Женщина хмуро смотрела.
— Товарищ, это было бестактно. Вы подали повод для темной агитации… Я вам заявляю, товарищ Иващенко…
Он закатывался вместе с братвой, присев на ступеньки, бритый наголо, грязношеий, распахнутый настежь всей дубовой волосатой грудью.
И крякнули приклады, сбивая замок со ржавых окованных дверей. Ударило густым прелым духом земли, прохлады, лежалого зерна. Вошедший продотрядник загруз ногами в сыпучей зерновой россыпи, запутался, упал.
— Добра-то!..
…В тот час в покоях полутемных, против собора, вели к окну высокую прямую старуху. Тонкий костяной нос, фарфорово-синие впалости глаз говорили о покое мертвых в утреннем тумане церкви… Род Мироновых воздвиг попечением своим этот каменный город-монастырь, украсил его благолепием, положил начало обильному монастырскому хозяйству и сам лег подле, в купцовском своем дубовом срубе — ее род. Тусклоглазая девчонка-послушница, с толстыми вялыми губами идиота, поддерживала игуменью под локоть старательно и грустно. Внизу хозяйничали незнаемые люди, волокли котлы из трапезной, раскладывали костер, сеном, пометом конским гатили по чистому, как горница, двору. Старческие глаза взяли все потухло и равнодушно…
И вошла, крадучись, старица-экономша. Опасливо заперев за собой дверь, наклонилась к самому уху, шептала долго, подобострастно, слезно… Старуха сидела в кресле недвижная, неживая в мути лампадной.
— Повремени, мать, — сказала она. Голос ее был трубен и хрипл. — Помолюсь.
Ее подхватили, опустили бережно на колени. От лампад осветились железные повелительные глаза. Они впились в золотое сияние алчно. Пальцы, прижатые ко лбу, костенели… Старица, пресмыкаясь, подползла сзади, сунула под колени атласную подушку…
Рука нашарила, отбросила ее прочь, гневно…
В ту ночь ночевал озорной отряд в пустой трапезной, среди вымерших, с заката обезмолвевших корпусов.
Теперь в мезонине ветхой деревянной трапезной не сыщешь глохлой душной каморки, с половичками чистыми, фикусами на окнах и деревянным диваном — жестким ложем какой-то престарелой и благочестивой девственницы, — на котором спала тогда товарищ Будай. На недолгом закате галки садились и срывались с крестов, крича о всемирной пустоте.
…Где это, куда занесло ее, шалую безотцовщину, недоучившуюся курсистку, Нюрку Будай?..
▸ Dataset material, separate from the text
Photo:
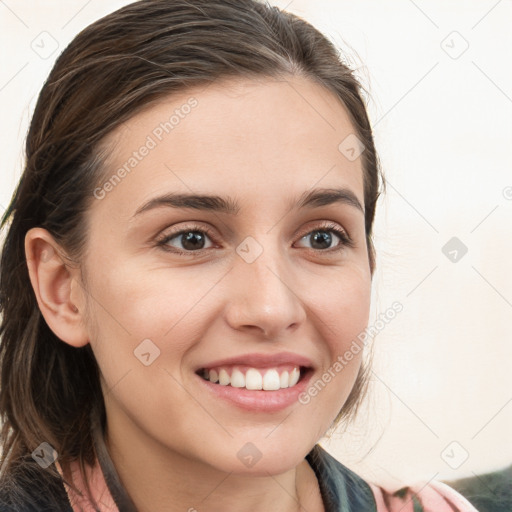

Будто нет в мире больше ничего: одна во все стороны глухомань, полевая, где стонут столбы и тьма бежит по дорогам, зверем крадким стелясь по земле. Еще скачет, что ли, кто, убить намахиваясь из темноты?.. Крик гаснет, дымит им ветер, как соломой, в поле глухое, тысячеверстное… Ночь.
И долго бродил по пустому двору товарищ Иващенко, не зная, куда деваться от бездельной тоски. Нигде ни души, только Продотрядники храпели яростно, высыпаясь в запас на дорогу. Полез на мшавую крепостную стену, кругом обступившую монастырь. Наверху сшибало ветром, ржавое железо скрежетало под шагами. Открылись мутные большаки, пажити в осеннем вечернем дыму, кое-где беловатые набок сугорбившиеся березы. Бесновато обсвистывало кресты в высоте…
Саженный, понурый стоял, глядел в низы эти мутные, как в жизнь. Там ветры дули, вставали дороги перевальные и низинные. Кипели и мчались огненные вокзалы. Широка земля бездомному человеку. Не все ли равно, где расколет пуля шальную, распутную башку!..
Ночью зашел на огонек к товарищу Будай. Но о чем говорить обоим?
— Не мешало бы, товарищ Будай, с маршрутом получше ознакомиться. У вас карта есть…
Карту разостлали на столе, огромную, как луг, с грязными рубцами от бродяжьих вещевых сумок. Возникли очертания пространств, поглощенных ночью и сквозь ночь — невероятных.
Оба они лежали на локтях, впервые за весь путь — тесно плечом к плечу. Теплота женщины сочилась через коросту одежды, как неуловимое сияние. Но она не была женщиной для товарища Иващенко — даже в этот соединяющий час безлюдья, бури и тоски. Не могло быть женщиной все это: напутанные нескладно по щекам рыжие космы, слишком мощное тело, втиснутое кое-как в солдатскую кацавейку, этот норовистый размашистый шаг вожака, готового всегда на резкий окрик. И женщины никогда не смотрят в спину такими холодными стерегущими глазами… О чем говорить обоим?
— Выйдем, товарищ, завтра с рассветом. Имейте в виду, в Лебяжьих Врагах будет серьезно. Село под кулацким влиянием.